"
He adopted the first two of these suggestions. John A. Cockerill was still
under contract with Joseph Pulitzer and could not accept for a year or
more. He finally did accept and died in the Bennett service. John Russell
Young took the editorial page and was making it "hum" when a most
unaccountable thing happened. I was amazed to receive an invitation to a
dinner he had tendered and was about to give to the quondam Virginian and
just elected New York Justice Roger A. Pryor. "Is Young gone mad," I said
to myself, "or can he have forgotten that the one man of all the world whom
the House of Bennett can never forget, or forgive, is Roger A. Pryor?"
The Bennett-Pry or quarrel had been a _cause celebre_ when John Young
was night editor of the Philadelphia Press and I was one of its Washington
correspondents. Nothing so virulent had ever passed between an editor and a
Congressman. In one of his speeches Pryor had actually gone the length of
rudely referring to Mrs. James Gordon Bennett.
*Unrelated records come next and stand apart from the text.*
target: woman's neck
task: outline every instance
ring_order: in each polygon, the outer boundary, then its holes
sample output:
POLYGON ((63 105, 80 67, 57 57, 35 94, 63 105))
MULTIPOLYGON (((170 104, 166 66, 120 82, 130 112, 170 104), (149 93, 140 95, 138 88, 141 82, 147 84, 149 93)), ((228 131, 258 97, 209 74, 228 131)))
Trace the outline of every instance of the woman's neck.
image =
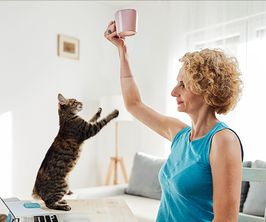
POLYGON ((190 116, 192 120, 191 132, 189 140, 191 141, 204 136, 220 121, 215 113, 211 110, 199 112, 190 116))

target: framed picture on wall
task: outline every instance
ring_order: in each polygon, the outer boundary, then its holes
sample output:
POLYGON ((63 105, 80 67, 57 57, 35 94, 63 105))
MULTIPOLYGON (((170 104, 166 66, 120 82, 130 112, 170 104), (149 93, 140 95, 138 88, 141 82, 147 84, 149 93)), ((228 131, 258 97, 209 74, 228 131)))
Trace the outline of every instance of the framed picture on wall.
POLYGON ((75 59, 80 58, 80 40, 62 35, 58 35, 58 56, 75 59))

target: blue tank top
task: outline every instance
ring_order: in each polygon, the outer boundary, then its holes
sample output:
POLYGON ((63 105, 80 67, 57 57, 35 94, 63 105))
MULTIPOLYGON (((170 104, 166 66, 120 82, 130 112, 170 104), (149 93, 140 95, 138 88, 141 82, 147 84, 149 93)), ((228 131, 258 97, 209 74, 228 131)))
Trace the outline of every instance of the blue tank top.
MULTIPOLYGON (((191 142, 190 126, 176 135, 171 154, 159 172, 162 197, 157 222, 213 220, 213 178, 209 153, 213 136, 226 128, 229 128, 219 122, 203 137, 191 142)), ((243 161, 240 140, 239 142, 243 161)))

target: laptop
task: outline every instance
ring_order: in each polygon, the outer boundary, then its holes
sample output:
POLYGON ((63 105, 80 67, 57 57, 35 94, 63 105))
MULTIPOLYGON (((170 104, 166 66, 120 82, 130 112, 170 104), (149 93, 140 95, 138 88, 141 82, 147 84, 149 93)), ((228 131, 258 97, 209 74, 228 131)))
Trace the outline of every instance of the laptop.
POLYGON ((83 212, 59 213, 15 216, 3 199, 0 197, 0 222, 30 221, 90 222, 90 220, 86 214, 83 212))

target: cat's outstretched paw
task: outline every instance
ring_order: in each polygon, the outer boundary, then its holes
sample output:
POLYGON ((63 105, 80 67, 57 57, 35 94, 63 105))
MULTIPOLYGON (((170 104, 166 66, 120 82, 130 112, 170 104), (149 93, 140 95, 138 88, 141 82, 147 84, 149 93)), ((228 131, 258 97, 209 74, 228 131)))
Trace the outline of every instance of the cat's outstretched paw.
POLYGON ((113 118, 116 118, 118 116, 119 114, 119 111, 117 110, 115 110, 111 114, 111 115, 113 118))
POLYGON ((71 208, 68 205, 61 205, 57 208, 56 210, 65 210, 68 211, 71 209, 71 208))
POLYGON ((60 201, 58 201, 58 203, 60 204, 66 204, 67 203, 67 201, 65 200, 62 200, 60 201))

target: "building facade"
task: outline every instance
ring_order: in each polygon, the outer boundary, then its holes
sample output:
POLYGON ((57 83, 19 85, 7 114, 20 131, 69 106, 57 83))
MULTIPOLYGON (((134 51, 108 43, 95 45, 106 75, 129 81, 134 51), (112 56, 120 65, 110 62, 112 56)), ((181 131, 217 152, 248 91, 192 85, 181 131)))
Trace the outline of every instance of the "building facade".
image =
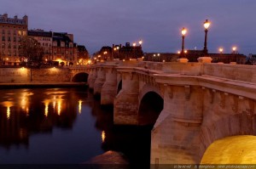
POLYGON ((65 65, 77 65, 78 47, 73 42, 73 35, 66 32, 53 32, 52 60, 65 65))
POLYGON ((3 65, 19 65, 19 42, 26 36, 28 20, 27 16, 18 19, 9 18, 7 14, 0 15, 0 59, 3 65))
POLYGON ((27 36, 37 40, 43 48, 44 61, 53 60, 52 57, 52 32, 37 29, 27 31, 27 36))
POLYGON ((89 59, 89 53, 84 45, 78 45, 78 63, 84 65, 89 59))

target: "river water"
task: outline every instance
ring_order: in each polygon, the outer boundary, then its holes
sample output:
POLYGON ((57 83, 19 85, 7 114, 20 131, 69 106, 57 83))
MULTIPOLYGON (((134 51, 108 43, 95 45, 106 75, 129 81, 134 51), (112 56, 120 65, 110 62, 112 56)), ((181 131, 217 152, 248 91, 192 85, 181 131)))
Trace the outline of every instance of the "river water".
POLYGON ((0 164, 82 164, 108 150, 149 166, 150 128, 113 124, 84 88, 0 90, 0 164))

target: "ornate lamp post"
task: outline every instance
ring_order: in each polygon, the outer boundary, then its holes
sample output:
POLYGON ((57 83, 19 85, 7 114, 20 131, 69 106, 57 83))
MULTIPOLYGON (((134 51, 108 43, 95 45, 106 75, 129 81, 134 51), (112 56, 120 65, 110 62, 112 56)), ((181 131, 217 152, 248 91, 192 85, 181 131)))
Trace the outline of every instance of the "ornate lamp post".
POLYGON ((139 41, 139 44, 140 44, 140 47, 141 47, 142 44, 143 44, 143 41, 142 40, 139 41))
POLYGON ((185 39, 186 33, 187 33, 187 30, 183 27, 182 30, 183 42, 182 42, 182 51, 180 53, 180 58, 184 58, 184 39, 185 39))
POLYGON ((136 42, 134 42, 134 43, 132 44, 132 46, 133 46, 133 54, 134 54, 134 58, 136 58, 136 57, 135 57, 136 42))
POLYGON ((233 50, 233 54, 236 54, 236 47, 233 47, 233 48, 232 48, 232 50, 233 50))
POLYGON ((219 51, 219 53, 222 54, 222 53, 223 53, 223 48, 218 48, 218 51, 219 51))
POLYGON ((204 43, 204 55, 207 56, 208 55, 208 49, 207 49, 207 32, 208 32, 208 28, 210 26, 211 23, 208 21, 208 20, 206 20, 206 21, 204 22, 204 27, 205 27, 205 43, 204 43))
The dinner was duly given. But it ended John's connection with the Herald
and his friendly relations with the owner of the Herald. The incident might
be cited as among "The Curiosities of Journalism," if ever a book with that
title is written. John's "break" was so bad that I never had the heart to
ask him how he could have perpetrated it.
III
The making of an editor is a complex affair. Poets and painters are said to
be born. Editors and orators are made.